Numeric measurements collected over time — CPU usage, request latency, error rates. Metrics are cheap to store and ideal for alerting.

http_requests_total{method="GET", status="200"} 14523

2. Logs

Timestamped, immutable records of discrete events — application errors, audit trails, debug output.

{
  "timestamp": "2025-03-15T10:23:45Z",
  "level": "ERROR",
  "service": "payment-api",
  "message": "Failed to charge card",
  "trace_id": "abc123def456"
}

3. Traces

Records of a request's journey through a distributed system, showing timing and dependencies across services.

[Frontend] → [API Gateway] → [Payment Service] → [Database]
   12ms          3ms              45ms               8ms

Beyond the Three Pillars

Modern observability extends beyond metrics, logs, and traces:

  • Profiling — continuous profiling of CPU, memory, and goroutines in production
  • Events — deployment markers, feature flag changes, incident annotations
  • Real User Monitoring (RUM) — client-side performance data from browsers and mobile apps
  • Synthetic monitoring — automated checks that simulate user journeys

Why Observability Matters

In modern distributed systems (microservices, Kubernetes, serverless), failures are:

  • Inevitable — hardware fails, networks partition, code has bugs
  • Complex — a single request may traverse dozens of services
  • Emergent — novel failure modes arise from service interactions

Without observability, you are flying blind.

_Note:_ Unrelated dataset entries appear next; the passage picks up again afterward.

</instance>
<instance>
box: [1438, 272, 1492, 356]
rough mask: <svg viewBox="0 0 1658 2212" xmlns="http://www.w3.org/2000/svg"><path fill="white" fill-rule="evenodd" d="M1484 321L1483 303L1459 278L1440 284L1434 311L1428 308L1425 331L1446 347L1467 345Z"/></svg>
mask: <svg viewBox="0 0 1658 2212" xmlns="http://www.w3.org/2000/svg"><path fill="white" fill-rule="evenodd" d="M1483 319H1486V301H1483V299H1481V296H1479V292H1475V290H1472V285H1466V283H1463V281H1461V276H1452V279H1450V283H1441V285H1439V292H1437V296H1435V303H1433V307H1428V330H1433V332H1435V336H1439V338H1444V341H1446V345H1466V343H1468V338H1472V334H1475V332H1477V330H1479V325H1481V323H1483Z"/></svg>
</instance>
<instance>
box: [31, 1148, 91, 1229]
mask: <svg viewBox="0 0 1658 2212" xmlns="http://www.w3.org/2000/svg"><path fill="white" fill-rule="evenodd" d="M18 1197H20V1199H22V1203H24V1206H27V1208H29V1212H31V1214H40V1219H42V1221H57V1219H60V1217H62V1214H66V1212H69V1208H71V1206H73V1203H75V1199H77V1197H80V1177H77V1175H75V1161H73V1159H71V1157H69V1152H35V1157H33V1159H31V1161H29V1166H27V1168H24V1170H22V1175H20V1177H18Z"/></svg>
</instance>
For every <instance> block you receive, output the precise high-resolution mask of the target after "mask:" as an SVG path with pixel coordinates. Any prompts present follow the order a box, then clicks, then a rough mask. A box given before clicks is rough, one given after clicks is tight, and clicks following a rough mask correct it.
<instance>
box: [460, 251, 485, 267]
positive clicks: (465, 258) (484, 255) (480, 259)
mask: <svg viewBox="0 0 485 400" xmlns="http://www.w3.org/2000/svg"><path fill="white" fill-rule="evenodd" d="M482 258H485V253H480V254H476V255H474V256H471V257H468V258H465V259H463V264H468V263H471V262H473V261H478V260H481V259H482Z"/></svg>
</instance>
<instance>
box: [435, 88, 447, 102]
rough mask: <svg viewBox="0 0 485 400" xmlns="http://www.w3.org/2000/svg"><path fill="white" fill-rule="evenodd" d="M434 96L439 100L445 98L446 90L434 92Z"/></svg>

With it, you can:

  • Detect issues before users are impacted
  • Diagnose root causes quickly during incidents
  • Understand system behaviour under load
  • Optimise performance and resource usage
  • Validate changes after deployments

Tip: Observability is not a product you buy — it is a property of your system that you build into your architecture from the start.


Key Terminology

Term Definition
Telemetry Data emitted by a system about its behaviour (metrics, logs, traces)
Instrumentation The code that generates telemetry data
Cardinality The number of unique values for a label or tag — high cardinality increases storage costs
Dimensionality The number of labels or tags attached to a data point
SLI Service Level Indicator — a quantitative measure of service behaviour
SLO Service Level Objective — a target value for an SLI
MTTD Mean Time to Detect — how long it takes to notice a problem
MTTR Mean Time to Resolve — how long it takes to fix a problem

The Observability Landscape

The observability ecosystem includes many tools and standards:

Category Examples
Metrics Prometheus, Datadog, Grafana Mimir, InfluxDB
Logging Elasticsearch (ELK), Loki, Splunk, Fluentd
Tracing Jaeger, Zipkin, Tempo, Honeycomb
All-in-one Datadog, New Relic, Dynatrace, Grafana Cloud
Standards OpenTelemetry, StatsD, Prometheus exposition format

OpenTelemetry (OTel) is emerging as the industry standard for instrumentation, providing vendor-neutral APIs, SDKs, and collectors for all three pillars.


Summary

Observability is the practice of understanding system behaviour through telemetry data — metrics, logs, and traces. Unlike traditional monitoring that checks for known issues, observability lets you explore unknown problems in complex distributed systems. In the following lessons, we will dive deep into each pillar, learn the tools of the trade, and build a complete observability stack.